Somatic pain will respond to simple analgesics such as NSAIDS, and visceral pain responds well to appropriate dosing with opioids. Pain due to collections of gas under the diaphragm is common, and is best treated by implementing preventive measures such as completely suctioning out CO2 at the end of the procedure, heating and humidifying the CO2, or spraying local anesthetic aerosol inside the abdomen. Analgesia also can be provided by blocking nerve conduction using various local anesthetic agents alone or in combination with other pharmacological agents, and can be undertaken at various levels of the pain pathway. This involves a range of techniques from local infiltration to neu-raxial blockade depending on the invasiveness of surgery performed. Pain is mediated by various physiologically active substances and pharmacological agents are available to counteract their effects, culminating in pain relief. The final perception of pain occurs at the cortical level and this is what ultimately matters in your final management of pain. It is essential to apply logic and knowledge in optimal proportions for successful, safe, and effective management of pain.

The pain from laparoscopic tubal ligation is usually of moderate intensity and Anita responds to further doses of opioid and ketorolac. She is discharged 2 days later. Three months after her surgery Anita is back to see you in the pain clinic. She has been referred to you by her primary care physician for the evaluation of a tender scar above the belly button. She tells you that the scar sometimes "burns". She mentions that ever since the laparoscopic her surgery, she has been suffering from severe and unbearable colicky pelvic pain radiating to her lower back. The pain comes during her mid-menstrual cycle. Anita is convinced that it is related to her ovulation. Her primary care physician has tried various analgesics and antidepressants without any benefit. Anita is concerned that her relationship with Leonardo is on the verge of breaking up. On examination you find that she has a very tender mass in the left iliac fossa.

What is your analgesic of choice for Anita? Since the pain is colicky in nature, would you prescribe an antispasmodic to treat the pain or would you inject her scar straight away?
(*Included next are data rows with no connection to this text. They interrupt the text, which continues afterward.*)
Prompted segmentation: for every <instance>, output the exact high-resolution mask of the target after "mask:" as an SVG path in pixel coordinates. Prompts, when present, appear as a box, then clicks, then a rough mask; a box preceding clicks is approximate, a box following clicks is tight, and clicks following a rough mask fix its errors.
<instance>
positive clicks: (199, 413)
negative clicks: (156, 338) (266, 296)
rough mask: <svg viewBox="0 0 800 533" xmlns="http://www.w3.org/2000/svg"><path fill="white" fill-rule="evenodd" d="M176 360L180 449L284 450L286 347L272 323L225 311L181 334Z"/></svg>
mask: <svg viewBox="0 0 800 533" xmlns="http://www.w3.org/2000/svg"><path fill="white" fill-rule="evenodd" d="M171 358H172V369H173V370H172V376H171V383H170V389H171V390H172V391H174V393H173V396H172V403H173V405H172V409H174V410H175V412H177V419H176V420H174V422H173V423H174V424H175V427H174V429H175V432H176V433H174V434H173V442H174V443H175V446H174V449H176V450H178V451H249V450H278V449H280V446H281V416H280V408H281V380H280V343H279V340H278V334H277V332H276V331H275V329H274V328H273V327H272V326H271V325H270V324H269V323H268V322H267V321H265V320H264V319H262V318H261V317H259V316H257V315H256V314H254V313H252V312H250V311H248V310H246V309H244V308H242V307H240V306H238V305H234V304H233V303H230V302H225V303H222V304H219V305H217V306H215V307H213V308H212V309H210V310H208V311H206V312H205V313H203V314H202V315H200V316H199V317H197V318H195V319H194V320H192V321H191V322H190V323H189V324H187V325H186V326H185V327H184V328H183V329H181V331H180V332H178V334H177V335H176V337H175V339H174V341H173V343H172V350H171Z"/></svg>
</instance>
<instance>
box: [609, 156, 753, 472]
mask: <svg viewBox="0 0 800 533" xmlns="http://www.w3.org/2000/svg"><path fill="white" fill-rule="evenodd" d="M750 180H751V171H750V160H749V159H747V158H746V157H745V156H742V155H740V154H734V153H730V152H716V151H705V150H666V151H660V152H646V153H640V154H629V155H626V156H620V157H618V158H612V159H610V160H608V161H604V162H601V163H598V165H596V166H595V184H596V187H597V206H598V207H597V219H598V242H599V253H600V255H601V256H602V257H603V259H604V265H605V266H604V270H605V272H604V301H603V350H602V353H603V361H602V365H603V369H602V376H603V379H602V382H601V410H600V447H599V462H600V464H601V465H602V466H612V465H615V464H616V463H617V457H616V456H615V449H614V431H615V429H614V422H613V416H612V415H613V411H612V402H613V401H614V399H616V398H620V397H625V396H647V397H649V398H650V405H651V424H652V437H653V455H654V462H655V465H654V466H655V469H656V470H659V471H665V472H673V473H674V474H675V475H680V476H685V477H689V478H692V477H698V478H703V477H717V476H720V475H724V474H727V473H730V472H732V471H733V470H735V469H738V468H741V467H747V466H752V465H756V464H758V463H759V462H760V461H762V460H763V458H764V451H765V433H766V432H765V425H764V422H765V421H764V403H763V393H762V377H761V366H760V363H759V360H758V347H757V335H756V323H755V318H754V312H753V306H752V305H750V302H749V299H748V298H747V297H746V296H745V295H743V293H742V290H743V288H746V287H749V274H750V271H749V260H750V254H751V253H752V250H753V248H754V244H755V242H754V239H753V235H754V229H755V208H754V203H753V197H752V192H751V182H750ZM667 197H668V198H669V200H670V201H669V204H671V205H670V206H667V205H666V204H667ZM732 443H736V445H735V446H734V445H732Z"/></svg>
You probably would not consider the last two options at this point. The clinical assessment is suggestive of a pelvic pathology. The presence of a possible organic intraabdominal lesion may warrant an immediate surgical referral. So you refer Anita to the surgeon who decides to do a diagnostic laparoscopy, which reveals a clip that had been applied onto the left ovary and which is now interfering with ovulation. There is also scarring and inflammation of this ovary. The surgeon removes the clip, releases the adhesions around the ovary, and performs the necessary repair. A few months later you inject the scar with local anesthetic and steroid with very good results. In about 6 months, Anita is pain-free.